Advocates battling anti-black racism faced by francophone immigrants to Canada have announced plans for a major conference in Ottawa in October to confront the issue.
Independent Sen. Bernadette Clement and the conference advisory committee from La Passerelle-Intégration et Développement Économique — a group that supports francophone immigrants to Canada — announced plans for the conference, titled Resolutions 2023: Overcoming racism together, on Feb. 13 at the Senate of Canada.
La Passerelle-I.D.É. also focuses on the inclusion of Black and marginalized people within the francophone community to foster social and economic development.
The two-day conference, to be held Oct. 16-17, aims to have conversations about anti-Black racism within the francophone community, organizers say.
The announcement drew attendees from diverse backgrounds within the Canadian Black diaspora to learn more about the conference and to speak with La Passerelle advisory committee members and Clement, who will give a keynote speech at the October gathering.
The conference is meant to focus on solutions and practical steps rather than broad, ideological conversations, said Mohamed Boudjenane, a member of the advisory committee.
The conference is inviting leaders from various fields to discuss systemic discrimination and initiate conversations about strategies to address it.

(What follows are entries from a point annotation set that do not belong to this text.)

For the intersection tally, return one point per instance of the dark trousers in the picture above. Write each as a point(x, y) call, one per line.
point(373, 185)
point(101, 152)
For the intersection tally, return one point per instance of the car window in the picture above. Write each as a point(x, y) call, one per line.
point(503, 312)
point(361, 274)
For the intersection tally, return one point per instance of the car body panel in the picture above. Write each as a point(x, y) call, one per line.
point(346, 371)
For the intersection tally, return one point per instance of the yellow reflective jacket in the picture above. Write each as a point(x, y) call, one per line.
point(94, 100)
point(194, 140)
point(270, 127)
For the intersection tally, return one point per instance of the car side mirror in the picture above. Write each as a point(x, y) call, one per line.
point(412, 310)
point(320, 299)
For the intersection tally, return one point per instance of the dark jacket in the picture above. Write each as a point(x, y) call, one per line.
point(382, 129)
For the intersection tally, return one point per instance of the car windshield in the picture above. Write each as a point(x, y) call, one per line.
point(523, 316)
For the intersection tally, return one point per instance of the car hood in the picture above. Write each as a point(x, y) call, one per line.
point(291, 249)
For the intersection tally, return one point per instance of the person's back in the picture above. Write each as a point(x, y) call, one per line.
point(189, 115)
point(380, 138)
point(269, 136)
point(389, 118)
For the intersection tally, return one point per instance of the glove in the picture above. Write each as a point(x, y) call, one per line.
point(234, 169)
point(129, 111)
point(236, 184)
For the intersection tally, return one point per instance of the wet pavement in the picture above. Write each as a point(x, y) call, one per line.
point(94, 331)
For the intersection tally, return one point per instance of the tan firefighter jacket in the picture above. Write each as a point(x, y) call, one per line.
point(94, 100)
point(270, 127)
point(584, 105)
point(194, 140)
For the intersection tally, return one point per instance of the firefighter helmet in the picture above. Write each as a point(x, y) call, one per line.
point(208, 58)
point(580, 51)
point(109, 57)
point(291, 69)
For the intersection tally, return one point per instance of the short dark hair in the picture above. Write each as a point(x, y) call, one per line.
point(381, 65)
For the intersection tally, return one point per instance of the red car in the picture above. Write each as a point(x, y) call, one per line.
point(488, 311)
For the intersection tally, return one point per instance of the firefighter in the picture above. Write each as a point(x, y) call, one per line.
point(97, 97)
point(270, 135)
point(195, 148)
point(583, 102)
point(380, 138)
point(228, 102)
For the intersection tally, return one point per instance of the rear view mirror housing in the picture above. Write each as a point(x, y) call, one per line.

For Clement, the focus on addressing issues that younger generations face is at the forefront.
“It’s going to be practical; we want to be able to make recommendations,” she said. She added that she hopes spreading news of the October event months in advance will help “identify some of the issues we want to drill down into at the conference.”
Clement is a lawyer and was mayor of Cornwall, Ont. from 2018 to 2021. She was the first woman elected mayor of Cornwall and the first Black woman to serve as a mayor in Canada. She is the daughter of a Trinidadian father and a Franco-Manitoban mother.
Through her own experience as a Black woman in Canada’s francophone community, Clement said she knows society has come a long way towards equity and inclusion, “but there’s still so far to go.”
That’s why, she noted, it was important to announce the conference during Black History Month.
With the theme this year being “Ours to tell,” Clément said it goes beyond just storytelling and listening. She said: “Just here at the launch, I’ve heard many different stories. Black, racialized people want to tell their stories.”
She added that the point of listening is part of getting into what people need to be resilient and strong when they face adversity.
While talking about the importance of the conference, Clement said, “I haven’t lived through what I’ve lived through without now needing to be part of the hope.”
To Ronald Bisson, a long-term volunteer with La Passerelle-I.D.E. and a member of its francophone advisory committee, combatting racism is everyone’s business.
“I’m not an ally. Racism is my fight as much as anybody else’s,” said Bisson. He explained that combatting racism takes a collaborative effort.
Through working with the francophone community for 25 years, Bisson said he believes it takes a long time to build a country and that’s why conferences like this are important.
“The Franco-Ontarian community knows firsthand the individual and collective suffering caused by exclusion,” Bisson said in a press release announcing the conference. “The lessons of our history teach us that we can do even more, together, to defeat racism.”
In the statement, the Résolutions 2023 advisory committee said their mission to develop strategies for calls to action “will denounce inequalities and systemic racism within our society and propose concrete solutions” to various groups of decision-makers and institutions.
‘The Franco-Ontarian community knows firsthand the individual and collective suffering caused by exclusion. The lessons of our history teach us that we can do even more, together, to defeat racism.’— Ronald Bisson, member of the francophone advisory committee of La Passerelle-I.D.E
Clement echoed the sentiment, saying that conferences that focus on solutions are how “we’re going to bring all the levels of government to work more efficiently together,” through having difficult conversations about racism.
“As a lawyer, as a mayor, as a senator, as a Black person in Canada, I’ve experienced racism and I’ve used my position to take a stand against racism,” Clement added in the release announcing the conference. “It’s time to recognize systemic racism and take concrete action. Systemic racism exists in French Ontario. Discrimination against racialized people exists in our communities. Together, we’re going to find solutions.”
While there is no definitive schedule of events between the launch and the conference, Bisson said the organization plans to “have different conversations” ahead of the fall gathering.
“If young people are still feeling affected by racism, there is going to be an economic and social impact that I feel needs to be addressed,” Clement said.
In a statement, Clement said “racism is everyone’s problem. Together we can solve it.”